Deep Learning & Neural Networks

Deep learning powers the things that feel like magic — image recognition, translation, the large language models behind today's AI. The magic dissolves, in a good way, once you see the machinery: a neural network is a big stack of simple operations — matrix multiplications with a bit of non-linearity between them — and "training" is just gradient descent nudging millions of numbers to make the errors smaller. No single piece is mysterious; the power comes from scale and how the pieces compose.

This page builds that up from the neuron, leaning on the linear algebra and calculus pages you've already got. The pay-off is the one idea that makes deep learning click: the network learns its own features instead of being handed them.

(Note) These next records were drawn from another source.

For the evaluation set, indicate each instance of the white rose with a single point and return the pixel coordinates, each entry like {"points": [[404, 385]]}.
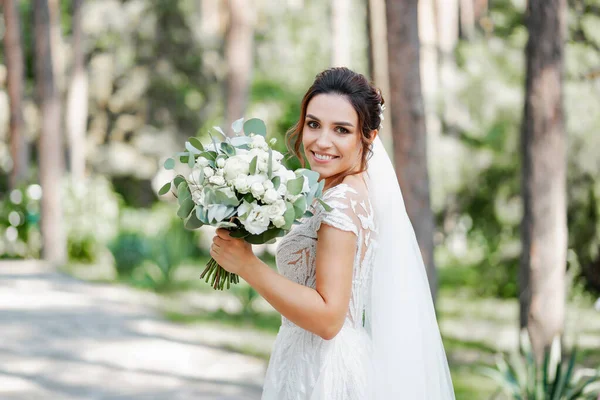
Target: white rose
{"points": [[198, 197], [235, 166], [277, 209], [268, 185], [241, 184], [217, 180], [202, 161], [262, 166], [257, 221], [277, 156], [195, 176], [271, 196], [257, 189], [208, 172], [259, 142], [260, 178], [306, 185], [279, 222]]}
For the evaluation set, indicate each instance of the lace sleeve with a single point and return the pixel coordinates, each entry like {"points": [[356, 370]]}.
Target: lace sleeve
{"points": [[344, 201]]}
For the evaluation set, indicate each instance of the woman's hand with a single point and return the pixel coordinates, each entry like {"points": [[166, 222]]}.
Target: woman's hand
{"points": [[234, 255]]}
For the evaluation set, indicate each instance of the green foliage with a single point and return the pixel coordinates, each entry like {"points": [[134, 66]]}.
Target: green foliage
{"points": [[129, 250], [522, 378], [19, 223]]}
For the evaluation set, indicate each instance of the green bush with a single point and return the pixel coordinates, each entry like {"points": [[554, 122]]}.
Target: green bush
{"points": [[521, 378], [130, 250]]}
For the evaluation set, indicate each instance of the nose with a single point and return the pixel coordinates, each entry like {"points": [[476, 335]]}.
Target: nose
{"points": [[324, 139]]}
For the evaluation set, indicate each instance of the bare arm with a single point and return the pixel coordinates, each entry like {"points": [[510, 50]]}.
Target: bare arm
{"points": [[321, 310]]}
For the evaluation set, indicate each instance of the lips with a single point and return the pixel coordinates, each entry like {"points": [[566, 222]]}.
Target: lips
{"points": [[322, 157]]}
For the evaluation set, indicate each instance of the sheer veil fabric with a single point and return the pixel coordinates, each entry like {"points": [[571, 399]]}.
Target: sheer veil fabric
{"points": [[409, 357]]}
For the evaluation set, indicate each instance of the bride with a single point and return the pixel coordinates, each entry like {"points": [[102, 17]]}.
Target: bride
{"points": [[357, 317]]}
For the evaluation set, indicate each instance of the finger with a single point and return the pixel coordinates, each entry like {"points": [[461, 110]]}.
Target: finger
{"points": [[223, 234]]}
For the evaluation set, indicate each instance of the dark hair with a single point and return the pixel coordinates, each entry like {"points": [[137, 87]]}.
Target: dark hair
{"points": [[364, 97]]}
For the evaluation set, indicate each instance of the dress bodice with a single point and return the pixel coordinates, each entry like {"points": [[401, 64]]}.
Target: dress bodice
{"points": [[351, 211]]}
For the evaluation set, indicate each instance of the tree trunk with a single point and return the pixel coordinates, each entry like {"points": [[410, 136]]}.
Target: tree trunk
{"points": [[340, 33], [239, 45], [51, 162], [77, 107], [378, 61], [15, 70], [544, 226], [408, 124]]}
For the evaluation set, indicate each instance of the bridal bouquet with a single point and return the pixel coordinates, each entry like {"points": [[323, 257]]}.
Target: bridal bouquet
{"points": [[240, 184]]}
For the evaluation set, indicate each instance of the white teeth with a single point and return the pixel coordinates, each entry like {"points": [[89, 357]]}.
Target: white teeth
{"points": [[323, 157]]}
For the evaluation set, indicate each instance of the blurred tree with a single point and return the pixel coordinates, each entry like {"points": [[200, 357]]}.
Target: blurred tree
{"points": [[378, 58], [340, 33], [543, 141], [51, 160], [239, 49], [15, 70], [77, 106], [408, 124]]}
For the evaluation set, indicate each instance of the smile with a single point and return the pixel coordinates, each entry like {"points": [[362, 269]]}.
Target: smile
{"points": [[322, 157]]}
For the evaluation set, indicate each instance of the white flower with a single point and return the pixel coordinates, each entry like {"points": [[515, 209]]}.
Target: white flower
{"points": [[259, 142], [217, 180], [306, 185], [208, 172], [257, 221], [271, 196], [241, 184], [195, 176], [262, 166], [201, 161], [279, 222], [257, 189], [277, 209], [198, 197], [268, 185], [259, 178], [235, 166]]}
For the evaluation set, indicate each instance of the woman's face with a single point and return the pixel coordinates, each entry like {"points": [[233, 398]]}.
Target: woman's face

What's actually new: learning the features

Classical machine learning leans on humans to engineer good features: you decide what to measure, and the model learns weights over those hand-picked inputs. That works until the features are too subtle to name — what is the feature that distinguishes a cat from a dog in raw pixels?

Deep learning's defining move is representation learning: instead of being given features, the network learns them, layer by layer, from raw data. Early layers pick up simple patterns (edges, in an image), later layers compose those into complex ones (textures, then shapes, then faces). "Deep" just means many layers stacked, so the representations can build on each other. That's the whole reason it beats classical methods on images, audio, and language — it discovers the features we couldn't specify.

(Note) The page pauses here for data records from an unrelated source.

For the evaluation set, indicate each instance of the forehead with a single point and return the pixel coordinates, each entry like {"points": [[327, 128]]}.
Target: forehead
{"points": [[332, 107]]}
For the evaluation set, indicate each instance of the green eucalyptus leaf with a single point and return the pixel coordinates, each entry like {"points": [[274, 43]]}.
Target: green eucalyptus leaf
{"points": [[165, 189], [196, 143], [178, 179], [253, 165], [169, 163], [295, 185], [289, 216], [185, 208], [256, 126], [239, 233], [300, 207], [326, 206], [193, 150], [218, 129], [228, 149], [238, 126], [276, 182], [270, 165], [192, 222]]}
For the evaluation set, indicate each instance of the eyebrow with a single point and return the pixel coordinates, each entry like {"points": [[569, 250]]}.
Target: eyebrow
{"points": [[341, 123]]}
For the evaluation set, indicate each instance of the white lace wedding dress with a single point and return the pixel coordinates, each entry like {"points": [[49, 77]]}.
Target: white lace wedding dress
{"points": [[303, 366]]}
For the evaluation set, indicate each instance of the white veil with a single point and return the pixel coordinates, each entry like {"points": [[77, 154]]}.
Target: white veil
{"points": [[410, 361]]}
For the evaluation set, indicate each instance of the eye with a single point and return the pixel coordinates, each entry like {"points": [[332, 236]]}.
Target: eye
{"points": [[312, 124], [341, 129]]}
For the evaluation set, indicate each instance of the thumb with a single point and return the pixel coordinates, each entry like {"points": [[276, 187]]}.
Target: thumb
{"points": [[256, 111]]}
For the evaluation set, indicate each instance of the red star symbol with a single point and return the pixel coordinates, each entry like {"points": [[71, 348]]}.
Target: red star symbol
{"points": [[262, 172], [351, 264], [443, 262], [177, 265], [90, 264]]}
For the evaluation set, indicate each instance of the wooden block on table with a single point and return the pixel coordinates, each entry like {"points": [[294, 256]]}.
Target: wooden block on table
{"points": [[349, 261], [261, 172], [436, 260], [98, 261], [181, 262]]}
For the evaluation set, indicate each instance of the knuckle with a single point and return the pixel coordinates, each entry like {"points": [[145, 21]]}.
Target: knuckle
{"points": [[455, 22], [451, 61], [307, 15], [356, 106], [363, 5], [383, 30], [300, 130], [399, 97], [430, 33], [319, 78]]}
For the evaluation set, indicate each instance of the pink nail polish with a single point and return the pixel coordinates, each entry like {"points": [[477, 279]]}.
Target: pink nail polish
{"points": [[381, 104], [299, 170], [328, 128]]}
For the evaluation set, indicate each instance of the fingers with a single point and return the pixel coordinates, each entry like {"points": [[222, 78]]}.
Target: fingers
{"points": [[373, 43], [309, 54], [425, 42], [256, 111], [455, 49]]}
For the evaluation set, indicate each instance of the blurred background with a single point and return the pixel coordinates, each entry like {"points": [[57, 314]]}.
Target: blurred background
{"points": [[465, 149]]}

The neuron: weighted sum, then a bend

The building block is the artificial neuron. It takes inputs $x_1, \dots, x_n$ , multiplies each by a weight, adds a bias, and passes the result through a non-linear activation function $\sigma$ :

a = \sigma\!\left( \sum_{i=1}^{n} w_i x_i + b \right)

The weighted sum is just linear regression. The crucial extra is $\sigma$ , the non-linearity — and it's not optional. Without it, stacking layers is pointless: a composition of linear maps is still just one linear map, so a deep network would collapse to a single-layer one and could only ever draw straight boundaries. The activation is what lets depth buy you expressive power.

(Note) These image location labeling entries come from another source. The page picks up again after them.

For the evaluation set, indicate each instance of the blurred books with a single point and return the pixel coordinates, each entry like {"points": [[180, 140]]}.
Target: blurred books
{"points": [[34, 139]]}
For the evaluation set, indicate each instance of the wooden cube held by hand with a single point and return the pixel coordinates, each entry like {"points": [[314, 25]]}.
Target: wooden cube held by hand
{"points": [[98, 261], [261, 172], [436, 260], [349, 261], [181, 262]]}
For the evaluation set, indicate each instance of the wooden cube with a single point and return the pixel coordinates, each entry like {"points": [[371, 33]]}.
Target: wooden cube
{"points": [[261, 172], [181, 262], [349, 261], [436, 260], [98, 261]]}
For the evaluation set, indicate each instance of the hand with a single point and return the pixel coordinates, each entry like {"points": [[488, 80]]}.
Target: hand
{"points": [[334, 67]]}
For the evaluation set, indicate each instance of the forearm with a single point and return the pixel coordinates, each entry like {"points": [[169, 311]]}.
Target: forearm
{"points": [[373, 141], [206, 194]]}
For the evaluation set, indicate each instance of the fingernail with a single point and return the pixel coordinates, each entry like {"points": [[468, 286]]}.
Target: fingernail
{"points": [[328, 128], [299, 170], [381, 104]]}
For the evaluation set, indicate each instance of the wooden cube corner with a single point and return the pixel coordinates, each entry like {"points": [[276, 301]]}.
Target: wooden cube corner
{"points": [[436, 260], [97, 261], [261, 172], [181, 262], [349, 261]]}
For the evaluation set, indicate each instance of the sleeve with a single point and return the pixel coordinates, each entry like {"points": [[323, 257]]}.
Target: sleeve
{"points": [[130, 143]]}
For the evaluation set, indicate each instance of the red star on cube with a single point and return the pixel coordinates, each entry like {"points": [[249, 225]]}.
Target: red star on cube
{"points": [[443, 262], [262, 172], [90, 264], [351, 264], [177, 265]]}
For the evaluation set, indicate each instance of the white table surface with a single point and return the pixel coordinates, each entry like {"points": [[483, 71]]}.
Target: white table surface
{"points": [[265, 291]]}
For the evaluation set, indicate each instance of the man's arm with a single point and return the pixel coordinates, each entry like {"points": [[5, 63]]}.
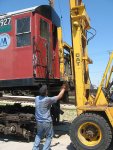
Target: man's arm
{"points": [[60, 95]]}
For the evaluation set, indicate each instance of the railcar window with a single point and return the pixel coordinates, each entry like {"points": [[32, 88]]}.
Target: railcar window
{"points": [[44, 29], [23, 32]]}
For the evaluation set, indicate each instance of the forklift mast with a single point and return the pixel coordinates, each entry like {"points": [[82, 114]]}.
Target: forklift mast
{"points": [[80, 23]]}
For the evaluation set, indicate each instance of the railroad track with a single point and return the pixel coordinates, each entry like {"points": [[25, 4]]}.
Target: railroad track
{"points": [[24, 100]]}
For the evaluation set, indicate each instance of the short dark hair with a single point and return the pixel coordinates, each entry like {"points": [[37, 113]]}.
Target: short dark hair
{"points": [[43, 90]]}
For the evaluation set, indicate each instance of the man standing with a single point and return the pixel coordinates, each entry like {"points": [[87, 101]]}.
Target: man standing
{"points": [[43, 117]]}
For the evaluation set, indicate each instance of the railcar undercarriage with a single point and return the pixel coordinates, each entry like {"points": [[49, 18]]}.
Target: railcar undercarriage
{"points": [[17, 116]]}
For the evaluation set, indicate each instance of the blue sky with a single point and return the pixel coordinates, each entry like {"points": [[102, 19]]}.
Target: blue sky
{"points": [[101, 16]]}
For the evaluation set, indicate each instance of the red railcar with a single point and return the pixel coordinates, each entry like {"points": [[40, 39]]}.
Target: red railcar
{"points": [[29, 48]]}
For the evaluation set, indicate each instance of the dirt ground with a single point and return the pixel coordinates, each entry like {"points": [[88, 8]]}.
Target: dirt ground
{"points": [[61, 140]]}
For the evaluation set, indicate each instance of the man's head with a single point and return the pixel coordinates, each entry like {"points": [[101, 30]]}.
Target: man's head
{"points": [[43, 90]]}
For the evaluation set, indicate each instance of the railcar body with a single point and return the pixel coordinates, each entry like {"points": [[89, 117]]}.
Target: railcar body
{"points": [[29, 48], [29, 57]]}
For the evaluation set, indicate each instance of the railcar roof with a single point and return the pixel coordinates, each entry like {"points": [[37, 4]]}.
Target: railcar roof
{"points": [[31, 9], [45, 10]]}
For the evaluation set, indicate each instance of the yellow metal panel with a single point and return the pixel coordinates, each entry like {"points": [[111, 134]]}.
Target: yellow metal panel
{"points": [[109, 112], [101, 99]]}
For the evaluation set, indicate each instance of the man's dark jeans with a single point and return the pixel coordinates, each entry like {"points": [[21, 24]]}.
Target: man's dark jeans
{"points": [[43, 129]]}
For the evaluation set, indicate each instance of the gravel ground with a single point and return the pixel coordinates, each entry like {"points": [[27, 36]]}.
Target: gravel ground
{"points": [[61, 140]]}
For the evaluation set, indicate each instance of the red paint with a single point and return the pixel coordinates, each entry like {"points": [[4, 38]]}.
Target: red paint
{"points": [[17, 62]]}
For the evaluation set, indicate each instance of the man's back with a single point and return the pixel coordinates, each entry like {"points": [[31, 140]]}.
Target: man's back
{"points": [[42, 108]]}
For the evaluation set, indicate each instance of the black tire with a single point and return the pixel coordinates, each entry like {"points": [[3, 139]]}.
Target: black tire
{"points": [[88, 119]]}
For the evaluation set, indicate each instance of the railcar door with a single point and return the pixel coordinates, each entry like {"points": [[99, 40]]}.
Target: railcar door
{"points": [[43, 50]]}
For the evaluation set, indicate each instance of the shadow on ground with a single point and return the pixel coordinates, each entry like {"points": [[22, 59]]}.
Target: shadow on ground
{"points": [[59, 130]]}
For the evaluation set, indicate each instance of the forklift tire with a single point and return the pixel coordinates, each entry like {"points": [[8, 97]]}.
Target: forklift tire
{"points": [[90, 131]]}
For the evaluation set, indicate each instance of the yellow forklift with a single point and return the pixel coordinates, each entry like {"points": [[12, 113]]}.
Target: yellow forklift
{"points": [[92, 129]]}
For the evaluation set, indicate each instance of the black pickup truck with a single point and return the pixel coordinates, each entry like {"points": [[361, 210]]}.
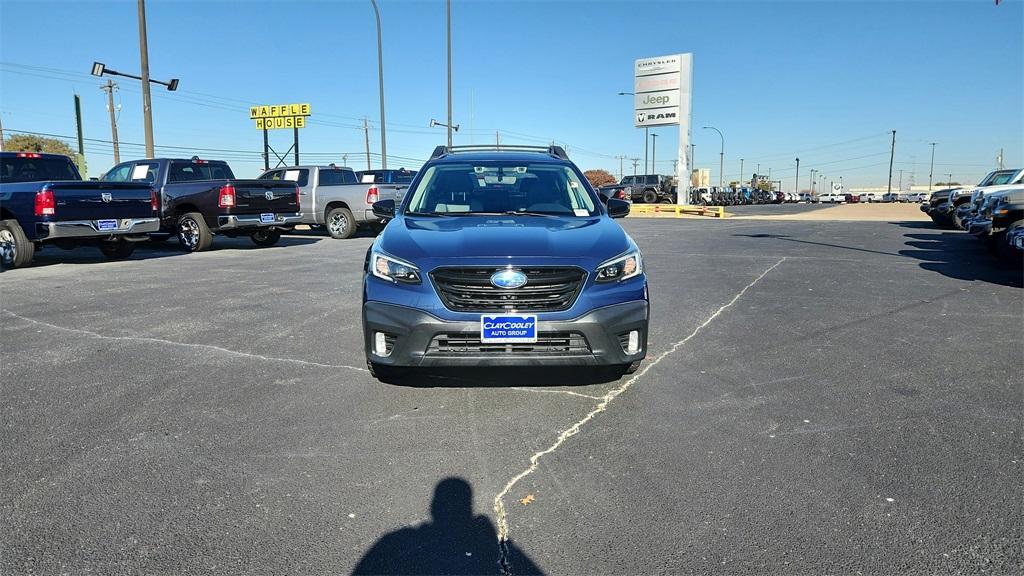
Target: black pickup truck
{"points": [[43, 200], [200, 198]]}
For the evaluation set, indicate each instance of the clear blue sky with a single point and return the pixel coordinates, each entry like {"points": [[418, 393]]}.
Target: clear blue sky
{"points": [[824, 81]]}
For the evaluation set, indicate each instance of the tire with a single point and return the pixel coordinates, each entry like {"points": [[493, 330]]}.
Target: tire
{"points": [[15, 250], [339, 223], [265, 237], [194, 235], [117, 249], [386, 374]]}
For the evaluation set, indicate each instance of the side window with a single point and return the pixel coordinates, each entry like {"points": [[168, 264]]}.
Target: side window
{"points": [[143, 172], [118, 173]]}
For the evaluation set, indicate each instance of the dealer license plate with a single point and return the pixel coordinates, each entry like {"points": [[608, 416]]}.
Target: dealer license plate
{"points": [[508, 329]]}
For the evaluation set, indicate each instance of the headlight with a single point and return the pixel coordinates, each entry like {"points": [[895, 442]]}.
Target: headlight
{"points": [[393, 270], [621, 268]]}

The modern default is ReLU, $\sigma(z) = \max(0, z)$ — dead simple, and its flat-or-linear shape avoids the vanishing-gradient problem that plagued the older S-shaped sigmoid in deep stacks.

A layer is a matrix multiply

A layer is just many neurons computed at once. Stack their weights into a matrix $W$ and their biases into a vector $b$ , and the whole layer is one clean expression:

\mathbf{a} = \sigma\!\left( W\mathbf{x} + \mathbf{b} \right)

This is why linear algebra is the language of deep learning, and why GPUs matter — they're built to do exactly this, enormous matrix multiplies, in parallel. A deep network just chains these: $\mathbf{a}^{(1)} = \sigma(W^{(1)}\mathbf{x} + \mathbf{b}^{(1)})$ , then $\mathbf{a}^{(2)} = \sigma(W^{(2)}\mathbf{a}^{(1)} + \mathbf{b}^{(2)})$ , and so on to the output.

The forward pass

Running input through the chain to get a prediction is the forward pass — feed in the data, multiply-add-activate layer after layer, read off the answer at the end. With fixed weights that's all a trained network does to make a prediction. The interesting question is how those weights got to be any good, which is the rest of this page.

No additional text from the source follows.